Fortunately, Sun Hee acted totally unaware of the way my voice faltered as her fingers absently slid the straps back up her shoulders.

Once I even reached out without thinking, my hand automatically moving to help, and my fingers brushed the screen. It was the kind of unconscious care I used to show Sun Hee when we were together, one of the many small little things I did to always make sure she was looked after and cared for. But as my fingers clicked against the monitor, the unexpected sound pricked both of us from our reverie.

Sun Hee pulled back in surprise and looked down, suddenly realizing the amount of cleavage she was showing.

"Oh, sorry," she murmured. Her hands went to her chest to cover her modesty, but there was just the hint of a smirk on her full lips. Then Sun Hee leaned back, showing the full weight of her heavy tits hanging against the stretched fabric of her top, and while she made a careful production of lifting her top back into place, the effect was to make her twins lift and sway dramatically.

Her heavy breasts bounced and heaved on her petite frame in a way that it was a marvel the delicate spaghetti straps could hold them.

My cock swelled in response, and again I had to furtively adjust myself. I had still not worked up the nerve to admit to Sun Hee the way I pined for her, and it felt dirty being unable to control my body's reaction this way.

Sun Hee caught my eye and smirked as I shifted in my chair, before resuming our talk as though nothing had happened.

If I was disappointed she had recovered her modesty, I needn't have been. Somehow moments later amidst our animated conversation, Sun Hee shifted her shoulder in a way that made one of the straps slip right back down again.

My eyes followed it downward.

Again her fingers found their way to the satiny straps. This time Sun Hee aimlessly teased at the strap, tugging it out and away from her arm and tugging it absently, which had the effect of pulling the white cotton of her top tighter across her breasts. Her nipples, already discernable through the thin cotton, seemed to grow more erect.

Sun Hee pulled the strap tighter still, seemingly unaware, until the fabric formed a clear outline around the perky curve of her flesh, and even the shadow of her areola became visible. For a long moment I could see the full heft of her breasts as the impossibly tight cotton clung to every inch of her. Then, finally, she lifted the strap back up into place.

The view was delicious and maddening in equal measure, and when it was gone I sighed audibly.
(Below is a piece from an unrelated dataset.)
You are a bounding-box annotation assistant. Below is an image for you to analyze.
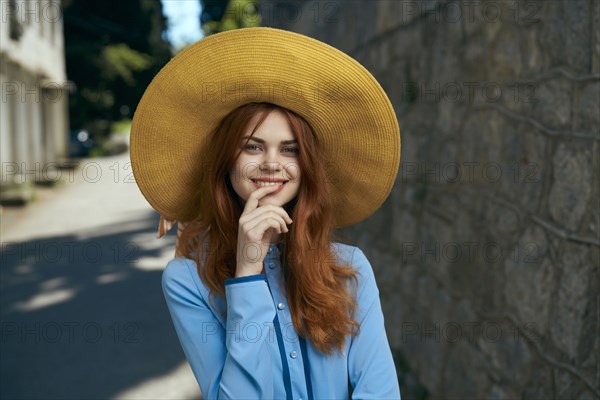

Yet watching her lift the straps back up onto her shoulders was perhaps even more erotic than when they fell. Sun Hee never seemed to quite manage it though, for some reason; they stayed kind of half up and half down, the thin little satin straps brushing barely against the soft golden skin of her arms.

The straps just hung there in a way that gave me goosebumps.

Try to imagine how helpless and aroused I felt, watching with bated breath and utterly impotent to touch this girl who so completely controlled my arousal.

Then, as we talked together about a Giacometti sculpture we both liked, Sun Hee's finger teased idly with the strap of her left shoulder. Vivid memories played through my head of what it felt like to trace my own finger along the hollow at the base of her neck and across her clavicle. My mind strained to will her fingers likewise, to tug down the delicate little strap... just a little bit. If only her fingers would pull it downward a little, tug it down her shoulder, and reveal just a hint... just the top of her breasts...

"Are you listening?" Sun Hee interrupted. Without fully realizing it my gaze had fixated entirely on her left shoulder when her words yanked me back to reality.

"Yes, yes, sorry," I said, carefully looking back at her, and I felt myself blush as our eyes met. What I saw wasn't anger but amusement. I was pretty sure I was busted.

I shifted awkwardly in my chair, feeling myself stiffen and swell in my jeans. Oddly, being caught only seemed to arouse me further. Still, I tried hard to pretend nothing had happened, that I hadn't been caught staring, and did my best to resume the conversation. I stammered through an answer to her question about the sculpture, but already Sun Hee's fingers had found their way back to her shoulder and were teasing the strap a little lower.